The cafe moments got bigger: a latte art machine, a New York Times feature (which is now framed in my kitchen), an opportunity with Mastercard to host an apartment cafe pop-up with two dozen of my fans.

Christine and I kept hosting the cafes not just because the internet loved them, but because we also loved them. The opportunity to host a dozen of our food friends every month and eat the most incredible, inspiring, amazing food; hang out for hours chatting about our lives; enjoy a few moments of this beautiful spectacle. We were hooked.

I also loved the ability to feature regulars in addition to new creators each month (Mei Liao, Alex George aka LilyPCrumbs, CrustbyCarson, Paige Nickless, @irenechung.art, @sabbbern, Ben & Zikki, Danielle Sepsy, CAKE PICNIC, Keegan McManus, Halle Burns, Emerald Chan). Apologies if I left anyone out. There were a lot of you!

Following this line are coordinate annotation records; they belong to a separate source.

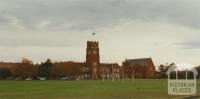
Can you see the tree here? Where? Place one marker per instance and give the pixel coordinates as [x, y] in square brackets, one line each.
[4, 73]
[45, 69]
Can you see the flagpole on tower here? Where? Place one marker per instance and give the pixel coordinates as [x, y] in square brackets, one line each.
[93, 36]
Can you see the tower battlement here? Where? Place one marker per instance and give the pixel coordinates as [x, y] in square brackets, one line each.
[92, 44]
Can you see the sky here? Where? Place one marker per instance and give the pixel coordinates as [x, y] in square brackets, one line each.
[165, 30]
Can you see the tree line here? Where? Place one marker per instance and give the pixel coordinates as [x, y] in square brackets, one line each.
[26, 70]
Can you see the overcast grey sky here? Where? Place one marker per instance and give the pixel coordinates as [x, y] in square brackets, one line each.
[166, 30]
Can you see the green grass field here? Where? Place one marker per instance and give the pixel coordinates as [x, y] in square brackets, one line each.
[84, 89]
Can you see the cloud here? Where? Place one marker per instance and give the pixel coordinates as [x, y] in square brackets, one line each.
[189, 44]
[88, 14]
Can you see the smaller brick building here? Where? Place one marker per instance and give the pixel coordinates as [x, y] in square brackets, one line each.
[139, 68]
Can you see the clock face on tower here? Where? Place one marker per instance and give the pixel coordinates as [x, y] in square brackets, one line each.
[94, 64]
[89, 52]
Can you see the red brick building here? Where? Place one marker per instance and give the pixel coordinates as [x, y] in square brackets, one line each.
[92, 68]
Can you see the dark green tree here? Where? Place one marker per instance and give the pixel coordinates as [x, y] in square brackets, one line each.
[4, 73]
[45, 69]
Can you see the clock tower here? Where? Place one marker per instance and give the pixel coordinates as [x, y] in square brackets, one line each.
[92, 58]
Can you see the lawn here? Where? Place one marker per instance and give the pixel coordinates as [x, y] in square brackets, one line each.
[85, 89]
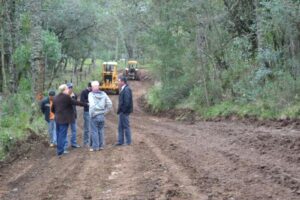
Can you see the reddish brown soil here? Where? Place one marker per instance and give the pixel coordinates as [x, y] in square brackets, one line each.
[223, 160]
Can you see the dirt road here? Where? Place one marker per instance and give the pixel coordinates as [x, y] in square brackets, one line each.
[168, 160]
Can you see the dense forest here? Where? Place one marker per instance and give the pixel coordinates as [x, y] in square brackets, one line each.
[218, 58]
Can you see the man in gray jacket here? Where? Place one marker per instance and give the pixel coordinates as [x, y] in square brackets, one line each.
[99, 105]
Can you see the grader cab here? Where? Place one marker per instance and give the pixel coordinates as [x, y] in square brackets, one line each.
[109, 81]
[132, 72]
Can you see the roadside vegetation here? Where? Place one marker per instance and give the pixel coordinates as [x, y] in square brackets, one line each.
[224, 58]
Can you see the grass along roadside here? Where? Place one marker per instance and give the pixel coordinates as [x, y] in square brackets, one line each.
[16, 109]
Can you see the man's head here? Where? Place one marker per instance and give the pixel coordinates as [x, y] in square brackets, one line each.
[90, 86]
[122, 81]
[70, 86]
[51, 94]
[63, 89]
[95, 85]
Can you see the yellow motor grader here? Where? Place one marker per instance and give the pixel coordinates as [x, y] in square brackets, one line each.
[109, 81]
[132, 72]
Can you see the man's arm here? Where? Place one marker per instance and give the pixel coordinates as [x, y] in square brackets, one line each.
[78, 103]
[43, 106]
[108, 104]
[127, 100]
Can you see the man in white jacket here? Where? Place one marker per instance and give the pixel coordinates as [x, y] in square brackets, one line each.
[99, 105]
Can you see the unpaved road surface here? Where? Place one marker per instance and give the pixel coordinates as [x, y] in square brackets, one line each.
[168, 160]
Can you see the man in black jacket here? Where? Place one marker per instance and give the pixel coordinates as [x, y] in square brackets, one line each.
[64, 115]
[84, 97]
[124, 109]
[46, 105]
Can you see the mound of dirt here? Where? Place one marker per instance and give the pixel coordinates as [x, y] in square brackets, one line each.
[184, 115]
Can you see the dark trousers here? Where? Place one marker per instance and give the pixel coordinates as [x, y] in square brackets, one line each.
[61, 131]
[124, 129]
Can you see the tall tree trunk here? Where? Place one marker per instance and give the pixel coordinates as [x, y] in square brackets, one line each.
[200, 44]
[2, 52]
[10, 7]
[54, 72]
[117, 49]
[37, 61]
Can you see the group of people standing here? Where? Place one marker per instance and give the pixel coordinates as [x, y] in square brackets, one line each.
[60, 113]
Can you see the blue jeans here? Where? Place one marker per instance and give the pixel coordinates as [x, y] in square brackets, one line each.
[97, 131]
[61, 130]
[73, 135]
[52, 131]
[124, 128]
[86, 127]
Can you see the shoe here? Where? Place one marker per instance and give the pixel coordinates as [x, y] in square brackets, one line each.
[76, 146]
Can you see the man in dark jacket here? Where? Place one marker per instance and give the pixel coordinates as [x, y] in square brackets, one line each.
[64, 115]
[124, 109]
[84, 97]
[46, 105]
[73, 137]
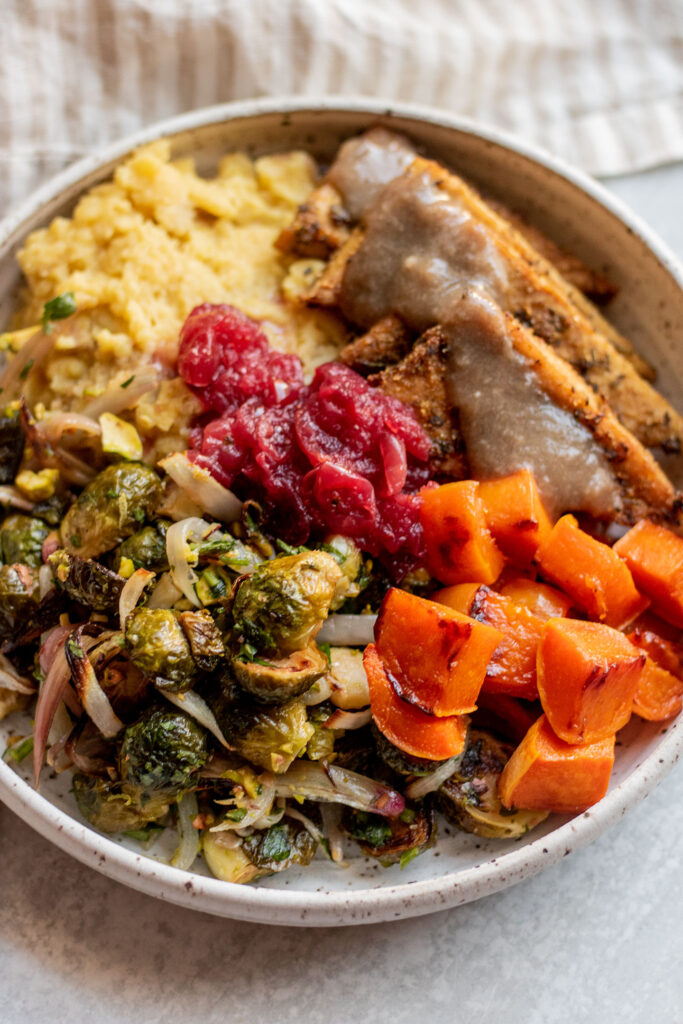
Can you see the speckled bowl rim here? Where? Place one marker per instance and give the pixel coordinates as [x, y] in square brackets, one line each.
[363, 905]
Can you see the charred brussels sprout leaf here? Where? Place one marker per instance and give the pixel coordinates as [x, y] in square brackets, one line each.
[206, 643]
[159, 647]
[161, 753]
[86, 581]
[282, 605]
[111, 508]
[103, 804]
[12, 440]
[393, 840]
[18, 598]
[279, 681]
[469, 799]
[403, 764]
[269, 736]
[145, 549]
[279, 847]
[22, 540]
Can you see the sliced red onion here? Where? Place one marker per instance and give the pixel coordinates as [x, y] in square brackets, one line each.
[331, 814]
[348, 719]
[95, 702]
[433, 781]
[314, 780]
[117, 397]
[347, 631]
[131, 593]
[201, 486]
[197, 708]
[11, 680]
[53, 664]
[188, 837]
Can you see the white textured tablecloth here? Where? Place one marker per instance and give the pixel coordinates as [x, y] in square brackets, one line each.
[599, 82]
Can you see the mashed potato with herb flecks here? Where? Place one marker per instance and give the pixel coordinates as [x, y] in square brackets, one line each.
[140, 251]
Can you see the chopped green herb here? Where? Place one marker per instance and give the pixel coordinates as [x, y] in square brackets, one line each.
[238, 814]
[57, 308]
[17, 752]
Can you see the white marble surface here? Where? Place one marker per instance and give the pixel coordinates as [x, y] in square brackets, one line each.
[599, 937]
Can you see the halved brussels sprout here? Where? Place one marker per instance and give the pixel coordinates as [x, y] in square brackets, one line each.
[109, 809]
[159, 647]
[398, 761]
[86, 581]
[393, 840]
[160, 754]
[270, 736]
[281, 680]
[18, 597]
[469, 799]
[111, 508]
[206, 643]
[22, 540]
[145, 549]
[282, 605]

For our first cafe of January, 12 cafés later, it felt only appropriate to host apartment café’s 1st birthday party. Our own little infant child turning 1!! So special. And what better way to commemorate the birthday than by having everyone recreate their best bake from the past year. A challenge to push us to reinvent our past work.

Unfortunately, I had just recreated my 2 favorite items for my pop-up just a few weeks earlier (my lobster rolls and princess cake coupes). With those items out of the running, I looked back to Christine’s birthday cake I made for the bread & butter cafe. I thought it could be fun to do a visual interpretation of that cake yet change the recipe up. I decided to go with the flavor profile of one of my favorite pastries, the almond croissant. Croissants have been somewhat underloved at our cafes since they are so difficult to make. Honoring them in the layer cake felt like a much-deserved moment in the spotlight. My layers ended up being: almond sponge cakes, cappuccino diplomat creme, frangipane, caramelized croissants, and swiss buttercream. I also provided the recipe for the caramelized almond croissants on their own, which are incredibly addicting and (relatively) very easy to make. To garnish the cake, everyone got to put one of their items on top. A meta cake moment.

This is what everyone else brought:

  • me: caramelized almond croissant layer cake, caramelized almond croissants
  • Christine: chili oil foccacia with chive cream cheese (lunar new year cafe), apple fritter muffins (fall cafe)
  • Erika: black sesame babka buns (fall cafe)
  • Deepika Kalla-Paul: “corn blondie” zebra cakes (hamptons/nostalgia cafe)
  • @arlynosborne: fluffernutter cookies (hamptons cafe)
  • Zack: Dubai chocolate k’nefa bars (eid cafe)
  • Allison Chen: pizza pockets croissants (nostalgia cafe)
  • @dolcetta.baking: rainbow cookie cake slabs (italian cafe)

This theme had the ulterior motive of forcing people into remaking the items that we haven’t stopped craving since their initial feature. In a way, this plate was the most sentimental. A capstone of all of our achievements from the year. A marker of the friendships we’ve made and the sensation we created.

How I couldn’t do it without all of them.

For the love of apartment cafe,

Ryan

Ingredients (12)

For the caramelized croissants

For the frangipane and assembly

Instructions

For the caramelized croissants

  1. Place a croissant between two pieces of parchment. Flatten with a rolling pin by rolling over it a few times. Repeat with all pastries.

  2. Line two half-sheet trays with parchment paper. In a large non-stick pan, add 2 tablespoons of the butter and 0.25 cup of the light brown sugar. Heat over medium heat, stirring until melted and foamy.

  3. Add 2 croissants. Cover with a sheet of parchment. Then place a heavy dutch oven on top.

  4. Reduce heat to med-low. Cook for 2 minutes.

  5. Uncover, flip the croissants (8), and cook for another 2 minutes.

  6. Transfer the croissants to one of the parchment-lined baking sheets. Dump out any residue in the pan, and repeat with remaining croissants. Let croissants cool.

    If using in the layer cake, stop at this point.

  7. Preheat oven to 350°F with racks in the upper-and lower-third positions.

For the frangipane

  1. In a large bowl, add the almond flour (1 cup), light brown sugar (½ cup), eggs (2 large), flour (3 Tbsp), and salt (½ tsp). Mix with a whisk until completely combined.

  2. Dump in the butter (1 stick) and continue to whisk until smooth.

  3. Spoon a few tablespoons of the frangipane onto each croissant. Spread almost to the edge. You’ll have some leftover frangipane.

  4. Top each croissant with a sprinkling of sliced almonds and flaky sea salt.

  5. Bake the croissants, switching the trays halfway through, until the frangipane turns golden brown, about 25 minutes. Let cool until warm.

  6. One at a time, cover half the croissant with parchment paper and dust the uncovered side with powdered sugar to get the right effect. Enjoyed best day of.